Add synthesized speech to your web site with

WebNation QuickSpeech™

A Text-to-Speech-to-QuickTime Converter for Macintosh

Build version #0

July 8, 1999


Contents

Overview and Demo

Requirements for using QuickSpeech

Download QuickSpeech

QuickSpeech Usage Notes

Input and Output URLs

Menu commands

Preferences

Play Speech from URL

Status Window

Embedding QuickSpeech movies in your web page

Tips

QuickSpeech Sites

Possible future projects

Correspondence


Overview and Demo

WebNation QuickSpeech for Macintosh makes it easy to add synthesized speech to your web site.

Given a text file as input, QuickSpeech converts the text to synthesized speech, then saves the audio output as a QuickTime movie file.

The input and output files may be located on your disk drive or an Internet server, so you can automatically upload the QuickSpeech movie to your web site.

You can embed the QuickSpeech movie in your web pages.
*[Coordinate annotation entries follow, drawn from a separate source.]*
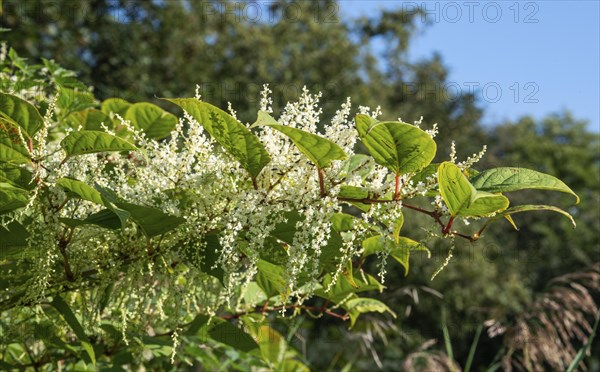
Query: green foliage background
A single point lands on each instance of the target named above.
(138, 50)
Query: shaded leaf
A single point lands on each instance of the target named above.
(507, 179)
(233, 336)
(81, 190)
(89, 119)
(91, 141)
(19, 112)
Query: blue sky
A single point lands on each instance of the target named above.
(531, 58)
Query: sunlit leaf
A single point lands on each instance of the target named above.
(319, 150)
(238, 140)
(507, 179)
(400, 147)
(151, 119)
(90, 141)
(19, 112)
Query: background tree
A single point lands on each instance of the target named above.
(142, 49)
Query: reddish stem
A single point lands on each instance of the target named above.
(321, 182)
(397, 191)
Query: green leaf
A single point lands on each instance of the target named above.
(212, 250)
(462, 198)
(344, 287)
(263, 118)
(399, 249)
(238, 140)
(400, 147)
(152, 221)
(319, 150)
(343, 222)
(485, 203)
(20, 112)
(89, 119)
(507, 179)
(359, 164)
(361, 305)
(16, 176)
(423, 174)
(115, 106)
(12, 197)
(90, 141)
(81, 190)
(154, 121)
(12, 149)
(12, 235)
(455, 188)
(270, 278)
(65, 311)
(231, 335)
(105, 218)
(397, 227)
(71, 100)
(528, 208)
The speech audio will play back in the web browser of any Mac or Windows computer with QuickTime 4 installed.

If the speech needs to be updated periodically, the QuickSpeech Automatic Conversion mode can repeat the process according to your settings.

We're experimenting with QuickSpeech at ConwayWeather.com to give a talking weather forecast. The content is updated every 20 minutes or so.


Requirements for using QuickSpeech

QuickSpeech run on the Power Mac only. 680x0 processors are not supported.

QuickSpeech requires MacOS 8.6. It uses several technologies built-in to MacOS 8.6, including:

QuickSpeech requires QuickTime 4 Pro. This is necessary in order to save the audio output files.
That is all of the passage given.